If it's easy to switch to CircleCI, just being able to ssh into the instance alone feels worth the switch. It is so difficult to debug problems on travis.

also @NickHeiner we _were_ using an old NodeJS because travis' base image "forced" us to. Then Alan helped remind me how small the node install is, so now we do manually install the latest node LTS

We are a little behind the latest LTS for NodeJS. But thanks for that clarification!

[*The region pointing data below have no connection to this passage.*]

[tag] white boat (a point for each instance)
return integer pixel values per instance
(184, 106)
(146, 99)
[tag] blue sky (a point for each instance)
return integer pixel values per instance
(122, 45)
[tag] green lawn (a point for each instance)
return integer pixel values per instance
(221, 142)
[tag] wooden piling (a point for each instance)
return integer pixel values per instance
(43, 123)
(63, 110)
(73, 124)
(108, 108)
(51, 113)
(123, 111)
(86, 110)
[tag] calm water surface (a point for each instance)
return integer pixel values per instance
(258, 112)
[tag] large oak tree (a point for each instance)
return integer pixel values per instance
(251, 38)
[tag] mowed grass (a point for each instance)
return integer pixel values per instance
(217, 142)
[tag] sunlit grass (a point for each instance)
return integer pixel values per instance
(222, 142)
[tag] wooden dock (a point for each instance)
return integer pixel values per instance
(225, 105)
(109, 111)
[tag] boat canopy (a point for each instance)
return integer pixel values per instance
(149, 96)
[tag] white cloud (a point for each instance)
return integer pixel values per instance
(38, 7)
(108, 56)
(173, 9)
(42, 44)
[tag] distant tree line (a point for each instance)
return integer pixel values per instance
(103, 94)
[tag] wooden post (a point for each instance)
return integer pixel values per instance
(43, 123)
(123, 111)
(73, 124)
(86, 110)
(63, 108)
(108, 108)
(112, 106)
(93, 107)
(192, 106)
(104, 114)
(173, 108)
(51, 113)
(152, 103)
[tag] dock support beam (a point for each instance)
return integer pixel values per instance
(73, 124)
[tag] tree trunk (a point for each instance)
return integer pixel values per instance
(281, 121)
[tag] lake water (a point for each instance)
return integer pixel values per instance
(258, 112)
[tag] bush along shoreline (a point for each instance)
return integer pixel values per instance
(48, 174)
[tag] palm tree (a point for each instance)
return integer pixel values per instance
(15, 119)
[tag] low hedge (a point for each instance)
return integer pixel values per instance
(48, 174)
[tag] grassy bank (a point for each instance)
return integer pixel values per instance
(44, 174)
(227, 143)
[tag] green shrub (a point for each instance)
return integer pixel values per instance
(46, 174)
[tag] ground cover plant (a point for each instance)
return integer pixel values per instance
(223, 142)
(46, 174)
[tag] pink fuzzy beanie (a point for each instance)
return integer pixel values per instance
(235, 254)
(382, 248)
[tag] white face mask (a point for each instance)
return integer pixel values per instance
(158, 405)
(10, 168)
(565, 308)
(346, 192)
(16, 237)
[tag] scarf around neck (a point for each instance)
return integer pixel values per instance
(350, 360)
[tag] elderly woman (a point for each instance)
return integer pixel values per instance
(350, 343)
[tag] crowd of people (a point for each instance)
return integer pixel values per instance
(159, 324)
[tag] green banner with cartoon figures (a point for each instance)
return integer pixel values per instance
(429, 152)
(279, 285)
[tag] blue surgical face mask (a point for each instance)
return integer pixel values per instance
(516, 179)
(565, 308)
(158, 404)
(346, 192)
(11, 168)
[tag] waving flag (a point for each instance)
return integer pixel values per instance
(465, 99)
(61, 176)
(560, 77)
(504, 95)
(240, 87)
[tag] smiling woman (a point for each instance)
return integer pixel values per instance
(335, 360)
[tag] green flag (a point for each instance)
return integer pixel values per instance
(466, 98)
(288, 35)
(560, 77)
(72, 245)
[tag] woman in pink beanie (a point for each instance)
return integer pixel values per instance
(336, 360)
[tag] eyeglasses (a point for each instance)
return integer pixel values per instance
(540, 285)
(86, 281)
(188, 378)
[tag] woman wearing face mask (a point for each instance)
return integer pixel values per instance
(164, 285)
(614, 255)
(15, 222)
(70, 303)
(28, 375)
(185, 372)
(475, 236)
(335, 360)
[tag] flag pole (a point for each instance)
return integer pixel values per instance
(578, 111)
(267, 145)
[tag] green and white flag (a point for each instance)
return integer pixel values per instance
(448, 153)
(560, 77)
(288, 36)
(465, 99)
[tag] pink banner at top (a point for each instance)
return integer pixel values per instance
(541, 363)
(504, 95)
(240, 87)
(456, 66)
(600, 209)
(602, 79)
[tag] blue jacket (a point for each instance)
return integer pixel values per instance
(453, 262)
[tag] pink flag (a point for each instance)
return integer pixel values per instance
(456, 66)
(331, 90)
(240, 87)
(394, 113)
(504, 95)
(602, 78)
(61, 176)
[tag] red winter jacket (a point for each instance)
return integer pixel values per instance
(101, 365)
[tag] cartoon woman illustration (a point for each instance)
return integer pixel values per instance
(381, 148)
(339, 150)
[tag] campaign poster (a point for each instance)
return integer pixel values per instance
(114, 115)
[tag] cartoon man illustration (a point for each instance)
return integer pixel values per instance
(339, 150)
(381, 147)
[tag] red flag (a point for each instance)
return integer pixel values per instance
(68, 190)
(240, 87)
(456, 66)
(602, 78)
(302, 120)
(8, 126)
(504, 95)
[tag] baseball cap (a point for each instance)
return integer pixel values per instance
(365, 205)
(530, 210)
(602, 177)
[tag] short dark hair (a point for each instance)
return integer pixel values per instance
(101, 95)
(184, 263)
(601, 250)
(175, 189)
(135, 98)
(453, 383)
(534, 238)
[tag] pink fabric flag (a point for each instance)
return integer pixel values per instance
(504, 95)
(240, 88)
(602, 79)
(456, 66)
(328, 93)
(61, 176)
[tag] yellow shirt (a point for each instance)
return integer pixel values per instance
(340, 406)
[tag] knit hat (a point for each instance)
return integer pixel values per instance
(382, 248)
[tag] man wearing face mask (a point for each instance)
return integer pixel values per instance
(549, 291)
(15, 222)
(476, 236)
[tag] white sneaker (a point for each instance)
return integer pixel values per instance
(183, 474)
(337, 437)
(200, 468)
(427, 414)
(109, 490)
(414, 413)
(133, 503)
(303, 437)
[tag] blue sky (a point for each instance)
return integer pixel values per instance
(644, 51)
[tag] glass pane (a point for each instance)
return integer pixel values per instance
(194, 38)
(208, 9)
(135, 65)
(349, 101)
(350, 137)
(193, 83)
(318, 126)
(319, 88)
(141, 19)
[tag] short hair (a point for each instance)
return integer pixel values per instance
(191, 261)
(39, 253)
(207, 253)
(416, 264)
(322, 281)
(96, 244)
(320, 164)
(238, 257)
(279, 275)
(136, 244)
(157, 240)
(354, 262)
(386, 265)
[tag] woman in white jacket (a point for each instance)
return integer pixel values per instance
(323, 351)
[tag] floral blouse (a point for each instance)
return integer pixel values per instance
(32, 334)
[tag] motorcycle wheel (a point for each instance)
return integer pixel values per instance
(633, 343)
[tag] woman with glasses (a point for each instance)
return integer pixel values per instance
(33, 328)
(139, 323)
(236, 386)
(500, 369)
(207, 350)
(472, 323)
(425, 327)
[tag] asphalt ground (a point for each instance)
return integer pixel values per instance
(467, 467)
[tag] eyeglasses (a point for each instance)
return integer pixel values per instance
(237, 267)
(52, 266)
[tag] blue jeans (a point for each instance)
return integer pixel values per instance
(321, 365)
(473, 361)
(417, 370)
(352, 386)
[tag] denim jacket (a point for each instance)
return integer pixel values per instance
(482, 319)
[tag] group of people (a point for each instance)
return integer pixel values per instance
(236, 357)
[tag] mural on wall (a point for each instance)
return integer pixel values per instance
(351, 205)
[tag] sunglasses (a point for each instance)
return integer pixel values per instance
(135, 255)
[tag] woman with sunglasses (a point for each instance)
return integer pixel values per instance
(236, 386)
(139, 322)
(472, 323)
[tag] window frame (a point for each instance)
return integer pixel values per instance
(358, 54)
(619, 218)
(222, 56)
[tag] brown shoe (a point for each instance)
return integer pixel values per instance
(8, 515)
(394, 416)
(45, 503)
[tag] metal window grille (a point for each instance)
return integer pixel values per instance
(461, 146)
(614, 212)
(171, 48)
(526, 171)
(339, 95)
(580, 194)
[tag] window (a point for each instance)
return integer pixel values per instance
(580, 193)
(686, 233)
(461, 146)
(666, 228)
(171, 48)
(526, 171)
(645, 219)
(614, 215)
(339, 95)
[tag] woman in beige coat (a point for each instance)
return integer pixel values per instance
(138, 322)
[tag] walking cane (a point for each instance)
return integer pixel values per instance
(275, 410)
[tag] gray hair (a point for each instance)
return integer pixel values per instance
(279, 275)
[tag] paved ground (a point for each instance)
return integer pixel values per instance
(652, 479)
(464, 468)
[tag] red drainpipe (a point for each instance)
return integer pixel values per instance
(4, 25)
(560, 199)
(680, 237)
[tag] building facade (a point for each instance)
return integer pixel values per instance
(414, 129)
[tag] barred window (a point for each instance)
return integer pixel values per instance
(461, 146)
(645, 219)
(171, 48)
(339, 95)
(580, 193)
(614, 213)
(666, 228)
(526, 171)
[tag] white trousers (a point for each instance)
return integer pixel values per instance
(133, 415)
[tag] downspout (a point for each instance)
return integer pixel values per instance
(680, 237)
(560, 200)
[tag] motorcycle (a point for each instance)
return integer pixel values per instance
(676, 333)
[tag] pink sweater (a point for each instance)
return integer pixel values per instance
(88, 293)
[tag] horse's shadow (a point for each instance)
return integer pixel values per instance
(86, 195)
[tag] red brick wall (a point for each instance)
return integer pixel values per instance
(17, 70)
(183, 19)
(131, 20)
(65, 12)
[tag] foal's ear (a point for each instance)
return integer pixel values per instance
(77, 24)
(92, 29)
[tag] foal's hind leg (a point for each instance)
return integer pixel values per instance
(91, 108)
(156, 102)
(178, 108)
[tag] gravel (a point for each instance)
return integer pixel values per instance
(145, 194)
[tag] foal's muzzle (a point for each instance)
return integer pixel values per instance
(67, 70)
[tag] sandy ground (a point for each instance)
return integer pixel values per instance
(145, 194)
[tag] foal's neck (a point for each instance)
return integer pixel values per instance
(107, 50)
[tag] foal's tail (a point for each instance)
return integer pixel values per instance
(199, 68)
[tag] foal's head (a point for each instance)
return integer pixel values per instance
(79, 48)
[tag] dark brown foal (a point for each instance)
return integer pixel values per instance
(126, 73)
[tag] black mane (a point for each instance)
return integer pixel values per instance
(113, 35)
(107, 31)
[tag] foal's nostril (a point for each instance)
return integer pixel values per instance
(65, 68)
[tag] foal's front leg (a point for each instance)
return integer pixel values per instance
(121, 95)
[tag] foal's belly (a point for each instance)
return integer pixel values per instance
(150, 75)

of our ~18 min total build time right now, these are some steps we could take to shave some time off of that:

  • < 1 min - Cache as much as the environment setup as we can (ruby, npm, gems, etc.). We already to this to a large degree on travis.
  • 3 min - Do steps that are easy to parallelize in parallel. (lint, js tests, rspec test, security)
  • 5 min - Parallelize the rspec test (unit, feature 1, feature 2, feature X), as @joofsh pointed out, the problem here is code coverage, but I think there is a way to make this work.
  • ?? - Use jenkins & beefy boxes (per @jd), we loose public access to our builds with this option, which i think is pretty important.

?? - Use jenkins & beefy boxes (per @jd), we loose public access to our builds with this option, which i think is pretty important.

It's been said elsewhere but just for anyone following along here: we can have a public Jenkins setup.

This is being taken care of by @askldjd @mogrenAtWork @CyberKoz @kierachell.